# Inlay Options



## mountain monkey (Aug 17, 2008)

A question about router inlay: Does anyone prefer the inlay specific bushings with the 1/8" thick addon bushing collar that goes over the main bushing's collar for making the female cutout and is removed for the male insert over using two different bushings with 1/4" diameter difference, assuming a 1/8" bit? I've never done inlay, but have a great opportunity to do some custom inlay work on a project for my new son.

Thanks in Advance,

Josh


----------



## bobj3 (Jan 17, 2006)

HI Josh

It's best to pickup a inlay kit, it should come with the bit and guide and the offset ring and the good sets come with a line up pin to get the guide on dead center of the guide...it's best to use the 1/8" bit but you can use a bigger bit to hog out the pocket once you do a inlay or two...by then you will have the hang of it..

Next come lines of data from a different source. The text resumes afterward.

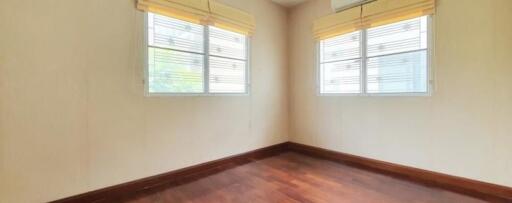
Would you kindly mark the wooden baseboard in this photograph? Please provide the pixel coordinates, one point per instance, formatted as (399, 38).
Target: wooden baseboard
(113, 193)
(482, 190)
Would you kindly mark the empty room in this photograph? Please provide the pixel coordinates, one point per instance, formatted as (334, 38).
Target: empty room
(238, 101)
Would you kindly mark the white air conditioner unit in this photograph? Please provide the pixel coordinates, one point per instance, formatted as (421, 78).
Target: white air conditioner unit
(339, 5)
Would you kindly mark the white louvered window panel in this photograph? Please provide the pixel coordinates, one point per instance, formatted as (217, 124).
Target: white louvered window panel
(394, 59)
(228, 61)
(397, 60)
(340, 64)
(187, 58)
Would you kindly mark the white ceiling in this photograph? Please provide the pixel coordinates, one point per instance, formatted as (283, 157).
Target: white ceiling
(289, 3)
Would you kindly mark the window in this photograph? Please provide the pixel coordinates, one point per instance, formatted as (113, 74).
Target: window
(389, 59)
(187, 58)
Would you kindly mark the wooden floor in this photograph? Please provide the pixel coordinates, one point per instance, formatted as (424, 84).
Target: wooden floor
(292, 177)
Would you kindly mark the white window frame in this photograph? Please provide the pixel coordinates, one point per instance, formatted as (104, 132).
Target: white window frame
(364, 58)
(206, 67)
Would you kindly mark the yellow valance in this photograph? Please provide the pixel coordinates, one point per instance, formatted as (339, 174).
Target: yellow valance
(202, 12)
(383, 12)
(229, 18)
(368, 15)
(194, 11)
(337, 24)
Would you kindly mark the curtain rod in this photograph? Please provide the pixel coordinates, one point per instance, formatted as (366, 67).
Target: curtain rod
(353, 5)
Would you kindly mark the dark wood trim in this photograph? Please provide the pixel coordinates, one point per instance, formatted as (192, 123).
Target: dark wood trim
(482, 190)
(180, 176)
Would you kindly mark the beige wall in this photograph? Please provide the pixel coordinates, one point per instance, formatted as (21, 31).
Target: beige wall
(73, 117)
(464, 129)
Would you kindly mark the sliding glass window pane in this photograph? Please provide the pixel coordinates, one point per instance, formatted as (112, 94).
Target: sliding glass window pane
(227, 75)
(341, 77)
(404, 36)
(343, 47)
(227, 44)
(172, 33)
(400, 73)
(174, 71)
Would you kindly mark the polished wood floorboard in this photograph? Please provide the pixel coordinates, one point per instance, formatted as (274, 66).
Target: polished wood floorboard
(292, 177)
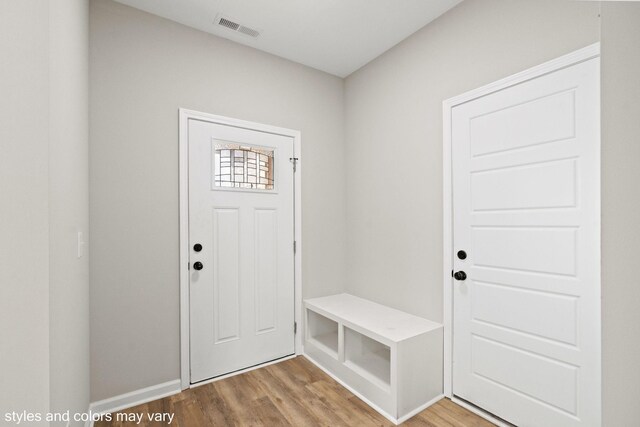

You can also buy many inlays pattern that are pre made that look great..not to talk about the inlays on the edge of boards or table legs etc..

=======



mountain monkey said:


> A question about router inlay: Does anyone prefer the inlay specific bushings with the 1/8" thick addon bushing collar that goes over the main bushing's collar for making the female cutout and is removed for the male insert over using two different bushings with 1/4" diameter difference, assuming a 1/8" bit? I've never done inlay, but have a great opportunity to do some custom inlay work on a project for my new son.
> 
> Thanks in Advance,
> 
> Josh


----------



## harrysin (Jan 15, 2007)

As Bj. has mentioned, there is a wide selection of ready made inlays available and templates for routing the rebates is very simple.


----------